I've been writing on a book for about two years now. It began after I finished reading all 14 Wheel of Time Novels (by Robert Jordan and Brandon Sanderson). I left that world behind and couldn't imagine reading anything else. Nothing else could measure up.
So I thought, "What kind of book do I want to read? What story interests me?"
Well then I was joking with my kids what would have happened if the Disney telling of fairytales went hilariously wrong. Couple that with a lyric from Stephen Sondheim's "Into the Woods" and I found the book I wanted to read.
"What if he knew who you were when you know that you're not what he thinks that he wants?"
So I began writing during all the times that I used to spend reading. And by March 15 I had filled three notebooks and typed out a first draft. I let people read that first draft and then... well then writing got hard.
It wasn't just "Oh, I can write whatever I feel like" anymore. It was...scary.
But NOT writing is also scary...and lonely. And I really want to have a book on the shelf with MY words in it and MY name on it. I just do. I want it.
So why is it so hard to write?
I'm sure it has something to do with my ingrained psyche or something yada yada yada... And I get real tired of trying to dredge up my past fears and fix my filters and find my light all in order to just write a flipping story!!
JUST WRITE! That's what I tell myself.
And it doesn't help.
I keep hearing people say that writing isn't that hard. Just write. It's easy. Just write the story.
Well, guess what. It's freaking hard! It's work! It's me trying to squeeze certain parts of my brain and heart onto a page in a way that makes sense, tells a story, inspires, entertains and enlighten others!
Because I've lost the wonder of "What story interests me? What do I want to read?" I'm really so worried about whether it will be "good" when it's done that I'm just leaking my feelings (aka crying) and hammering on the keyboard.
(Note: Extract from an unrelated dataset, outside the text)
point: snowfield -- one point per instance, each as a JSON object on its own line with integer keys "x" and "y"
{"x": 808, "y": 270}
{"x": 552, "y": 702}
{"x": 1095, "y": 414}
How lovely and dramatic I am.
Look, the point of this story is this: I just spent an hour writing. Yay. And I can see that it is EXACTLY like exercising: the more I do it, the easier it will become. And I can't just do it willy-nilly. I need to warm up and cool down. And I need to keep doing it. It's good for me. It doesn't matter if anyone else benefits from my exercises. I will benefit. Can't that be enough?
Well, it better be. Because it has to be. Because that's all there is in the end.